Supreme Court draft leak rocks US
It’s unclear if the draft represents the court’s final word on the matter — opinions often change during the drafting process.
Washington: Declaring that the right to abortion is “not deeply rooted in the nation’s history and traditions”, the US Supreme Court appeared set to overturn the historic Roe v Wade verdict of 1973 that legalised abortion nationwide, according to a leaked draft of the majority opinion reported by the news site Politico.
The draft majority opinion, in response to an ongoing case on a restrictive Mississippi law that banned abortion after 15 weeks, was written by Justice Samuel Alito. It is reportedly backed by four other conservative judges, all nominated by Republicans, while three judges nominated by Democratic administration - Stephen Breyer, Sonia Sotomayor and Elena Kagan -are expected to dissent from the opinion.
The stand that Chief Justice John Roberts - a Republican nominee who in the past has adopted a more centrist position than his conservative colleagues – will take was not clear.
Even as the SC confirmed the authenticity of the document, the draft prompted a strong response by President Joe Biden, who warned against overturning Roe v Wade and said women’s right to choose is “fundamental”.
In a statement, the court said justices often circulate draft opinions as routine and essential part of court’s confidential deliberative work. “Although the document described in yesterday’s documents is authentic, it does not represent a decision by the court and a final decision by any member on the issues in the case,” it said.
Chief Justice John Roberts termed the leak a “singular and egregious breach of trust”, claimed that the “betrayal of confidences” would not affect the integrity of the court’s operations, and announced a probe into the source of the leak.
Drafts, according to close observers of the court, are often circulated to serve as the basis for negotiations and consultations among judges. But in this case, the leaked draft both provides a sense of the arguments that may be used to justify the rollback of Roe v Wade and the balance of power in the court which will enable the decision.
“Roe was egregiously wrong from the start. Its reasoning was exceptionally weak, and the decision has had damaging consequences, the draft says, according to Politico. “And far from bringing about a national settlement of the abortion issue, Roe and Casey have enflamed debate and deepened division. It is time to heed the Constitution and return the issue of abortion to the people’s elected representatives.”

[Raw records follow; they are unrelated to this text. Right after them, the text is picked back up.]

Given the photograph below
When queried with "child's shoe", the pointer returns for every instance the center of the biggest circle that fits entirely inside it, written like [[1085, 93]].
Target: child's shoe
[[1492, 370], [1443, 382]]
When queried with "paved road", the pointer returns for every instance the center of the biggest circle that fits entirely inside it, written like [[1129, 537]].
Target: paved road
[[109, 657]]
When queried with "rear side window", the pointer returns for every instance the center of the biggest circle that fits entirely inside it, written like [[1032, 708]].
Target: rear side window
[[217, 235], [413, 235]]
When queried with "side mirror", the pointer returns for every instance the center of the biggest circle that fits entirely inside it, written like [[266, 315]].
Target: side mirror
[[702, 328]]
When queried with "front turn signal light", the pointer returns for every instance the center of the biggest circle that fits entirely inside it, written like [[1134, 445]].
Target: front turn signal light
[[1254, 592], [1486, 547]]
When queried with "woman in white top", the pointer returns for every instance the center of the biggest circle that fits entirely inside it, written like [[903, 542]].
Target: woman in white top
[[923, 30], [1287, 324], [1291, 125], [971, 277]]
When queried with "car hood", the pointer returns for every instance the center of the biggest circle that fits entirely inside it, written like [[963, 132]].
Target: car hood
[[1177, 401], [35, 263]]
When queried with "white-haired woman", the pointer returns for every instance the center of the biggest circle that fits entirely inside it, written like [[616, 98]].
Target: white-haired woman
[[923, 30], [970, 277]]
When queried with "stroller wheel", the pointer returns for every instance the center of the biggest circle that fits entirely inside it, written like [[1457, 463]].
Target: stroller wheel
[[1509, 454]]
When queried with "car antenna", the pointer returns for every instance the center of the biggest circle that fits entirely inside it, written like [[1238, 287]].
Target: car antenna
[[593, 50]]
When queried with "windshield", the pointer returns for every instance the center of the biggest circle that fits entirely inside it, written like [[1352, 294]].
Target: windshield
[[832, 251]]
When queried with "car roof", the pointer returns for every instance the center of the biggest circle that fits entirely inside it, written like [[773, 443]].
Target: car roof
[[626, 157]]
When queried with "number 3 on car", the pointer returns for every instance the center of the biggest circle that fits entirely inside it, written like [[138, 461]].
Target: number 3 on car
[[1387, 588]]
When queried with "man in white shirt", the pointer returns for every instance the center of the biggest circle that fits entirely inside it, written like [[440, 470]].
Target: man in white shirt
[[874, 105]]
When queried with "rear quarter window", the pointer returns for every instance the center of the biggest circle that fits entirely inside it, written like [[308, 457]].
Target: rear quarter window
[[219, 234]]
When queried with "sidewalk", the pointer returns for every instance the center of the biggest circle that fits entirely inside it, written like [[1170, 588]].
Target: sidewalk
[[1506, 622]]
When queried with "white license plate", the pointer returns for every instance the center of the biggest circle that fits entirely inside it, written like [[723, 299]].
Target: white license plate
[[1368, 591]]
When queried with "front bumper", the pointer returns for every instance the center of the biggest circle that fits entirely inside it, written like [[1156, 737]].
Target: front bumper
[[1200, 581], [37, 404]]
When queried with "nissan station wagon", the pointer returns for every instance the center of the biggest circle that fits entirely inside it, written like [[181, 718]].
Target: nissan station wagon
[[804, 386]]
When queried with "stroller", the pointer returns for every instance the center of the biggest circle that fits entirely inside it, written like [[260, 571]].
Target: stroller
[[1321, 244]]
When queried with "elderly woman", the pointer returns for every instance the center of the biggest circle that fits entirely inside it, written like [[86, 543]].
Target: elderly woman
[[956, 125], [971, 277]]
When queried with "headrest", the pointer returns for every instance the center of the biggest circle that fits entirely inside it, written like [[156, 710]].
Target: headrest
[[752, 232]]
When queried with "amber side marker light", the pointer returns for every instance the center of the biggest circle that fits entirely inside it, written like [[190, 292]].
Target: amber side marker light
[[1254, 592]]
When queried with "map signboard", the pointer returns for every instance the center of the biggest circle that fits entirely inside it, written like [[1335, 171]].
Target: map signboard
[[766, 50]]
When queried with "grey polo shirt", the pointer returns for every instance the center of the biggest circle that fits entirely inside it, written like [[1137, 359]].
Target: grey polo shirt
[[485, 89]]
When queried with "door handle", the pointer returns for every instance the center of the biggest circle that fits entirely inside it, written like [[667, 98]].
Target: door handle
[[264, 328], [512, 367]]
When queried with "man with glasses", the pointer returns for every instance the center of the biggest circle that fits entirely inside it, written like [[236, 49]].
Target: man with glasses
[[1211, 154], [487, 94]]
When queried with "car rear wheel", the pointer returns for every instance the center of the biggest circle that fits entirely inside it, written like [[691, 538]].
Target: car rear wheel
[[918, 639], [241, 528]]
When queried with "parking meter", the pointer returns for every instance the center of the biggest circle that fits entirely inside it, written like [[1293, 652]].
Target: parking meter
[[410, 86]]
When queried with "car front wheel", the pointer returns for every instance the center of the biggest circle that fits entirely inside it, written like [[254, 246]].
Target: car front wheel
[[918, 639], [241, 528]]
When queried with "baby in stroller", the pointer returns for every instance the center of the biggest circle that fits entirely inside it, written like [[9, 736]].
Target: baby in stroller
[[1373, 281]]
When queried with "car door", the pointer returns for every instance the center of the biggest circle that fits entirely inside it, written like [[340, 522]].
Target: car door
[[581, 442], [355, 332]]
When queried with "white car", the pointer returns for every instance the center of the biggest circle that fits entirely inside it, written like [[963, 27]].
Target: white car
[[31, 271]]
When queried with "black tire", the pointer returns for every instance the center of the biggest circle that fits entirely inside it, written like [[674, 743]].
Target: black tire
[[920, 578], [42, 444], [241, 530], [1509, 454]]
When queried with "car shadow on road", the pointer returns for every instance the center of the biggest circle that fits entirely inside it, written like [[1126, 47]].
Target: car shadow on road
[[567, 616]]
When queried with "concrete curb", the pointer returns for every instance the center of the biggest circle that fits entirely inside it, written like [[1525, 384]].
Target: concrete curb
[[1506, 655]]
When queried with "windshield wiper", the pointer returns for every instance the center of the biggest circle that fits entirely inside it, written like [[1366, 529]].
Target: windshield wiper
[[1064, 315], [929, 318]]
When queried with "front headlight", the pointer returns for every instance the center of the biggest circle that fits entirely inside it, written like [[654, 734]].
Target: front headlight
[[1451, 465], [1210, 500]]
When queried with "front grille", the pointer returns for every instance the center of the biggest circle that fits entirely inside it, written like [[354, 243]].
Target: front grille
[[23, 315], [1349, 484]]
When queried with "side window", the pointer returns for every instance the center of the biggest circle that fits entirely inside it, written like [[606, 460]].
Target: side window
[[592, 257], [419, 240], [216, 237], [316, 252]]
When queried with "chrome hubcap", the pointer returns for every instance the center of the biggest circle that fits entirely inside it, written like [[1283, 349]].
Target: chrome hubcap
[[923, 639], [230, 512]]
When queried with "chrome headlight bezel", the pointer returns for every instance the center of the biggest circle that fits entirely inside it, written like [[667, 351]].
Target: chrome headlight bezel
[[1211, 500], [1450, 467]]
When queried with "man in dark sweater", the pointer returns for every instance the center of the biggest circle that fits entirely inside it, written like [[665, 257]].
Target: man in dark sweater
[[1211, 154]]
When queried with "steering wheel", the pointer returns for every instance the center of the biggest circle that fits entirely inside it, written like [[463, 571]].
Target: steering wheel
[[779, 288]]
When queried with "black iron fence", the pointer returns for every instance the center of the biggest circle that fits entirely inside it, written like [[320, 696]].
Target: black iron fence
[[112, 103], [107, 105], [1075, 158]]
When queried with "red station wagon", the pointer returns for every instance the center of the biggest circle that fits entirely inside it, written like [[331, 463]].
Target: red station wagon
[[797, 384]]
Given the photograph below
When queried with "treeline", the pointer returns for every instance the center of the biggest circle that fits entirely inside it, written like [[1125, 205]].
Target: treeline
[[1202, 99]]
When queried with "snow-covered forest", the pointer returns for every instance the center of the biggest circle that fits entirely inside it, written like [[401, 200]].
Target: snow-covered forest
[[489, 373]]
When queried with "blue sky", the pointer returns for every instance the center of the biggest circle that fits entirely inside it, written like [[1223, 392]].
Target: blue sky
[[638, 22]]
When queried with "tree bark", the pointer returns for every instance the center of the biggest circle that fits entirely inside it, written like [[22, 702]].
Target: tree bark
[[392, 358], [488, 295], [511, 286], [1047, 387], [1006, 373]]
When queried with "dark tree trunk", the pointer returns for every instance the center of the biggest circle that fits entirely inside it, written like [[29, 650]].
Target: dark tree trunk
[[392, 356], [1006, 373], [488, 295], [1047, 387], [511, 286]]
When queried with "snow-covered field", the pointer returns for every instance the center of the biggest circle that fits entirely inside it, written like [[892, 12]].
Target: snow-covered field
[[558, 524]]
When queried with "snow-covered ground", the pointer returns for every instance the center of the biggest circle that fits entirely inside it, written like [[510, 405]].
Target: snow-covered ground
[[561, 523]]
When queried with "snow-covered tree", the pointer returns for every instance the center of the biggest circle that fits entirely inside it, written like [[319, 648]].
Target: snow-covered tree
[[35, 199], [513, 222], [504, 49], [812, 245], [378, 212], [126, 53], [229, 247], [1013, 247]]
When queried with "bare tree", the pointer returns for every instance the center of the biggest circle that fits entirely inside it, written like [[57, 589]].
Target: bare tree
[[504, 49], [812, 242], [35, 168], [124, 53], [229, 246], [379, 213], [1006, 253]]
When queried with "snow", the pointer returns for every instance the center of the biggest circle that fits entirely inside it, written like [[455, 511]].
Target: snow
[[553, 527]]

In its 1973 Roe v Wade verdict, the SC had the held that women had a fundamental right to whether to terminate her pregnancy and located it within the right to liberty and privacy. But it had said that the right was not absolute and held that it must be balanced against other interests such as protecting the mother’s health and life of the foetus.
The court created a framework where during the first trimester the state could not impose any restriction on abortions. In the second trimester, it allowed states to impose narrow restrictions but only to protect the mother’s health. In the third trimester — which the court saw as the stage when the foetus becomes viable — the court allowed for legal prohibition of abortions.
In a subsequent case, Planned Parenthood v Casey, in 1992, the court upheld the right to abortion, but abandoned the trimester framework and prioritised the idea of foetal viability.
“We do not pretend to know how our political system or society will respond to today’s decision overruling Roe and Casey. And even if we could foresee what will happen, we would have no authority to let that knowledge influence our decision,” the leaked draft said.
“We therefore hold that the Constitution does not confer a right to abortion. Roe and Casey must be overruled, and the authority to regulate abortion must be returned to the people and their elected representatives.”
This is the first time that an opinion of the court on a pending case has been leaked prior to the formal verdict. While it may change, the draft opinion is in line with many observers expected given the composition of the court.